Interpreting whole genome variants
Since our founding years ago, we have ceaselessly pointed out (and built AI solutions to address) the critical importance of target selection to solve complex disease and for drug discovery in general. This is because the wrong target choice contributes to a large proportion of the high failure rates in the clinic, i.e., failures due to imprecise mechanisms (especially in neurological diseases). There’s sustained evidence that even a modicum of genetic support confers to targets more than twice the likelihood of clinical success over targets that lack such genetic backing.
Thankfully, genetically-defined target selection is slowly gaining more attention. This is an encouraging development. However, there is an erroneous yet pervasive belief that a genetically-defined target is solely a target where the genetic mutation is directly present.
This belief is likely inherited from monogenic diseases where a single penetrant change in a single gene is the cause, and from cancer diagnostics where an exomic panel can be sufficient to identify large passenger mutations that denote cancer. In practice, this belief manifests as a majority of efforts to find disease causing variants focusing on analyzing only the protein-coding exome, meaning analyzing 1% of the genome and ignoring the remaining 99% where critical regulatory elements and non-coding RNA that control the expression of protein-coding regions actually reside.
For many others, the practice of focusing only on 1% of the genome to find disease targets is not because they don’t understand the critical importance of the remaining 99% of the genome. They do, and they appreciate that complex, polygenic diseases are caused by changes in many different genetic entities that contribute to the disease. But they are held back by the extreme difficulty to decipher the great noise of the genome and the sample size problem, thus popular description of the whole genome problem as an “impossible” challenge.
We have previously reported taking on solving these hard scientific challenges. And we are here to report that the challenges don’t stop at solving the genomic noise and sample complexities, and that being able to effectively analyze the whole genome and study causal mutations across its entirety helps question the popularly held belief that a genetically-defined target is a target where the genetic mutation necessarily resides.
With causal variants at whole genome scale in hand, the challenge shifts to interpreting them. And while the number of variants is greatly reduced by at least an order of magnitude by our Bergspitze capability compared to what a simple GWAS analysis produces in the same context, there is still a large number of variants that must be interpreted and arrive at an actionable target selection. To boot, most of these variants are outside the exome as is to be expected.

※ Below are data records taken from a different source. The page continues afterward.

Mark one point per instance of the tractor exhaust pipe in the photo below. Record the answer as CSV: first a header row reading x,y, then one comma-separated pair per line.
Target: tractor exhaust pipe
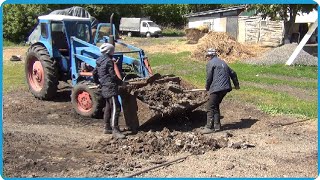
x,y
111,37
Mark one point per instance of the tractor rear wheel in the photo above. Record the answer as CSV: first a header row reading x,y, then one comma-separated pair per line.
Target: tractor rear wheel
x,y
41,73
86,101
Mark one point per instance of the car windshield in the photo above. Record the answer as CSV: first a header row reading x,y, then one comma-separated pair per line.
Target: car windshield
x,y
152,24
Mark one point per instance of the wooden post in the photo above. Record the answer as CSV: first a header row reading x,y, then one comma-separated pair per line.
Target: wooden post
x,y
302,43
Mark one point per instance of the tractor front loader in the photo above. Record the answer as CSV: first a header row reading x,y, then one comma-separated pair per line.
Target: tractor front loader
x,y
63,49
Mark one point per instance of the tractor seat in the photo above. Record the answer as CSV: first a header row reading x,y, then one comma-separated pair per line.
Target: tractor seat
x,y
59,41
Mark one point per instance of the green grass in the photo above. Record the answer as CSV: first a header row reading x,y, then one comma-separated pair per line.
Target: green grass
x,y
269,101
13,76
169,31
7,43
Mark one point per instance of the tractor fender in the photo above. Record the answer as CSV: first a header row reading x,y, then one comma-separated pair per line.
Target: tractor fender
x,y
46,45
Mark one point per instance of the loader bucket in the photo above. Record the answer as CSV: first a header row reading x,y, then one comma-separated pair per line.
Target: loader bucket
x,y
160,98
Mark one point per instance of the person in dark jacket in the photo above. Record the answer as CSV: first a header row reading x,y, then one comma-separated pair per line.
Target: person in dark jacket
x,y
218,85
109,83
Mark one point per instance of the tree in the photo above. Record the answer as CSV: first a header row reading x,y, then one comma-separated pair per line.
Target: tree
x,y
285,12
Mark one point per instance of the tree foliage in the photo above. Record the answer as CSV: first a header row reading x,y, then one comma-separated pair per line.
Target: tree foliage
x,y
285,12
20,19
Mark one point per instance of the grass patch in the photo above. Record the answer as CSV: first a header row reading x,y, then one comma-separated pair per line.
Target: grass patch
x,y
271,102
7,43
13,76
169,31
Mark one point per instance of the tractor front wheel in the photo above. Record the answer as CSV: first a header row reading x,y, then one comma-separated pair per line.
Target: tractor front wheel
x,y
87,102
41,73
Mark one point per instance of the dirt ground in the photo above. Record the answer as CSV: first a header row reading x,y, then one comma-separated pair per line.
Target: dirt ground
x,y
48,139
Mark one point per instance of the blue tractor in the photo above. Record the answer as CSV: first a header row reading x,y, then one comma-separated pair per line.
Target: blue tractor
x,y
63,48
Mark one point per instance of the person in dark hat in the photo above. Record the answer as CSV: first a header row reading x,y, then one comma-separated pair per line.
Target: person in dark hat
x,y
217,85
109,82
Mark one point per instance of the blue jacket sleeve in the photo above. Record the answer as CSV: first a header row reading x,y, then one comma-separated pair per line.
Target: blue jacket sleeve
x,y
114,77
234,77
209,79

We built Franklin to help with the interpretation challenge. Franklin is as a virtual representation of the body’s universe of interactions. Through Franklin’s multi-parametric model, causal genetic variants are assigned function and are deep traced through various genetic and biomolecular pathway graphs at an unprecedented scale and logic, ultimately allowing for prioritizing and selecting actionable disease targets. Put differently, Franklin helps address questions like: Is the causal variant’s position a functional element? What kind of functional element? What does it control/affect? What’s the direction of control? What’s the magnitude? How does that relate and mesh with other such interactions and events taking place at other identified nodes? How do the causal variants as a whole collectively affect the biomolecular pathway(s)? What are the key nodes that when modulated affect that flow and so can serve as actionable disease targets?
Let’s recap a few key concepts:
a) Disease causing variants are present all over the genome (in fact, far more variants are found outside of the exome). Therefore, it is important to analyze the whole genome effectively, something Bergspitze allows us to do. Worth also pointing out that while the exome holds about 20,000 genes, there are well over 300,000 functional regions outside of the exome.
b) When a causal variant is identified outside the exome, it is important to identify whether the region it resides in is a regulatory element, if so what genetic feature (or gene) it regulates, and the effect of the variant on the regulation of the genetic feature (up or down and at what magnitude). Franklin helps us do this.
c) Variants do not necessarily directly cause phenotype and instead achieve their effect through a network of interacting nodes in the biomolecular pathway, which is important to decipher, something that Franklin also allows us to do.
The key takeaway here is that a “genetically-defined” target can also be a target that does not have a mutation in it, but rather, is controlled by regulatory elements outside the exome where the mutations reside instead. Further, such a target may not be directly affected by disease-causing variants, but rather indirectly affected, via other nodes in the network that are affected by the causal variants.
Together with Bergspitze’s causal variant identification throughout the whole genome, Franklin provides an unprecedented level of genetic intelligence to allow for actionable target selection at whole genome scale. It interprets causal genetic variants detected by Bergspitze and anchors them to targets for an etiology model for complex diseases. It is not only more sensitive than competing approaches but faster and more actionable to boot.